Alors tu nous as donné tes remarques, Stéphane, qui effectivement prennent de la hauteur par rapport au magma qu’est le texte de Freud et c’est vrai que ça permet une lecture d’ensemble qui est très utile et intéressante. Mais je vais rentrer un petit peu dans le magma, si tu veux bien, parce je pense que même s’il est réputé difficile, confus, etc… même dans sa complexité, dans ses allers et venues, et toutes ses contradictions – parce qu’il est plein de contradiction, il commence un truc et il va comme ça – toutes ses oppositions, toutes ses tentatives d’installer une dialectique, de mettre en place des polarités psychiques, qu’il n’arrête pas de démultiplier, je pense qu’il ouvre des champs de recherche tellement énormes, qui sont actuels, on peut essayer d’en dire un mot à la fin de mes remarques de l’actualité de ce texte. Et en même temps, il ne cesse d’indiquer ce que Lacan a très bien tranché par sa traduction, que la pulsion c’est autre chose que l’instinct, de vouloir extirper la pulsion de l’instinctuel, et de l’inscrire dans une grammaire, parce que c’est aussi le fort de Freud dans ce texte, et s’appuyer sur ce qu’il appelle « l’esprit de notre langue », sur les usages de la langue elle-même pour décrire la nature de la pulsion. Donc je pense que même si ce n’est pas un roman, même si c’est casse-pied et que l’on sort de ce texte un peu déboussolé, il y a un intérêt à se plonger dans ce magma, y compris parce que dans la leçon du Séminaire qui va suivre, la leçon XIII Lacan, va s’appuyer fortement sur toutes ces avenues que nous a ouvert Freud.  

Vous savez, tu l’as rappelé, Stéphane, qu’il a commencé à travailler sur les pulsions en 1905, qu’il va écrire « les pulsions » en 1915 – cette théorie va être remaniée en 1920. Il va reprendre cette question de la pulsion de vie et pulsion de mort dans Malaise dans la civilisation comme un enjeu fondamental d’une civilisation. Donc c’est quelque chose qui est au travail tout le temps. Mais je voulais aussi dire quelque chose, deux petites remarques aussi, du contexte dans lequel Freud a écrit ce texte, qui est un contexte un peu sombre, violent, parce que c’est au début de la première Guerre Mondiale où ses principaux disciples et ses propres fils sont mobilisés. Ils sont au front, mais il est au travail, et plutôt un travail ardu.

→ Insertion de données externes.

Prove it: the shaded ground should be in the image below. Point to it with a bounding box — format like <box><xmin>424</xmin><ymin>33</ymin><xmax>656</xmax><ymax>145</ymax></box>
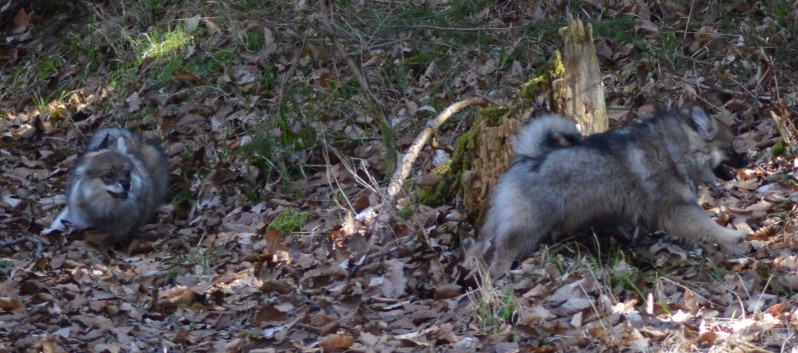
<box><xmin>0</xmin><ymin>1</ymin><xmax>798</xmax><ymax>352</ymax></box>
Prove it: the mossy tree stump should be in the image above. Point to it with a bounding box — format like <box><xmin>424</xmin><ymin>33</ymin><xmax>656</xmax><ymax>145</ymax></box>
<box><xmin>446</xmin><ymin>21</ymin><xmax>608</xmax><ymax>225</ymax></box>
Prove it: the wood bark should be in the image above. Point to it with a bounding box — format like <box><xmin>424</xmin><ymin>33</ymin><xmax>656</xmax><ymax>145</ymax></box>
<box><xmin>554</xmin><ymin>20</ymin><xmax>609</xmax><ymax>135</ymax></box>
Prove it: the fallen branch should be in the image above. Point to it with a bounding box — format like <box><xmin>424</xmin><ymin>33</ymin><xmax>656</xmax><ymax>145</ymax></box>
<box><xmin>372</xmin><ymin>97</ymin><xmax>489</xmax><ymax>239</ymax></box>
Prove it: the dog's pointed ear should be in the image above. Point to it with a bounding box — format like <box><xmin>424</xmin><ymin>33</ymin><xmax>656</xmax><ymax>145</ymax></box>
<box><xmin>116</xmin><ymin>136</ymin><xmax>130</xmax><ymax>154</ymax></box>
<box><xmin>686</xmin><ymin>105</ymin><xmax>715</xmax><ymax>135</ymax></box>
<box><xmin>97</xmin><ymin>132</ymin><xmax>111</xmax><ymax>150</ymax></box>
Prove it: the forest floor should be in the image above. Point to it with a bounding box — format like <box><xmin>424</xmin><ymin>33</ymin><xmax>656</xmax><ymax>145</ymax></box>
<box><xmin>0</xmin><ymin>0</ymin><xmax>798</xmax><ymax>352</ymax></box>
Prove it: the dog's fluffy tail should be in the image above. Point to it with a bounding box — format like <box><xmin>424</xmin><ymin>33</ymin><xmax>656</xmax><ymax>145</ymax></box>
<box><xmin>513</xmin><ymin>115</ymin><xmax>582</xmax><ymax>157</ymax></box>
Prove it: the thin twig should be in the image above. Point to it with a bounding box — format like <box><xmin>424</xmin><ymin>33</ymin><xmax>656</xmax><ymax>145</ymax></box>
<box><xmin>374</xmin><ymin>97</ymin><xmax>489</xmax><ymax>236</ymax></box>
<box><xmin>0</xmin><ymin>235</ymin><xmax>44</xmax><ymax>260</ymax></box>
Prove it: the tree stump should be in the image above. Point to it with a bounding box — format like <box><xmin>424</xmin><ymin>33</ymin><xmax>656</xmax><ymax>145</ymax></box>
<box><xmin>554</xmin><ymin>20</ymin><xmax>609</xmax><ymax>135</ymax></box>
<box><xmin>446</xmin><ymin>21</ymin><xmax>608</xmax><ymax>225</ymax></box>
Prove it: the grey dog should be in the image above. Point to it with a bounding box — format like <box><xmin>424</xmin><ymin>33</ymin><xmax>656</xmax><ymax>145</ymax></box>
<box><xmin>464</xmin><ymin>104</ymin><xmax>747</xmax><ymax>276</ymax></box>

Alors j’ai été sensible aussi à autre chose, c’est-à-dire que dans ces moments-là où Freud pensait qu’il fallait consolider les fondements scientifiques- mettez des guillemets- de l’inconscient, et c’est pour ça qu’il se lance dans son entreprise d’écrire sa métapsychologie, que tu as rappelée. Mais je me suis dit que c’était intéressant de faire remarquer que la démarche de Freud est un peu la même que celle empruntée par Lacan, lorsqu’il démarre en janvier 64, dans un moment de rupture aussi comme on le sait, il a été expulsé de la Société Psychanalytique, le séminaire que nous étudions, Les concepts fondamentaux de la psychanalyse. Et je voulais souligner la visée de Freud et le fait que sa démarche a inspiré peut-être, celle de Lacan tant d’années après, dans un moment de crise également.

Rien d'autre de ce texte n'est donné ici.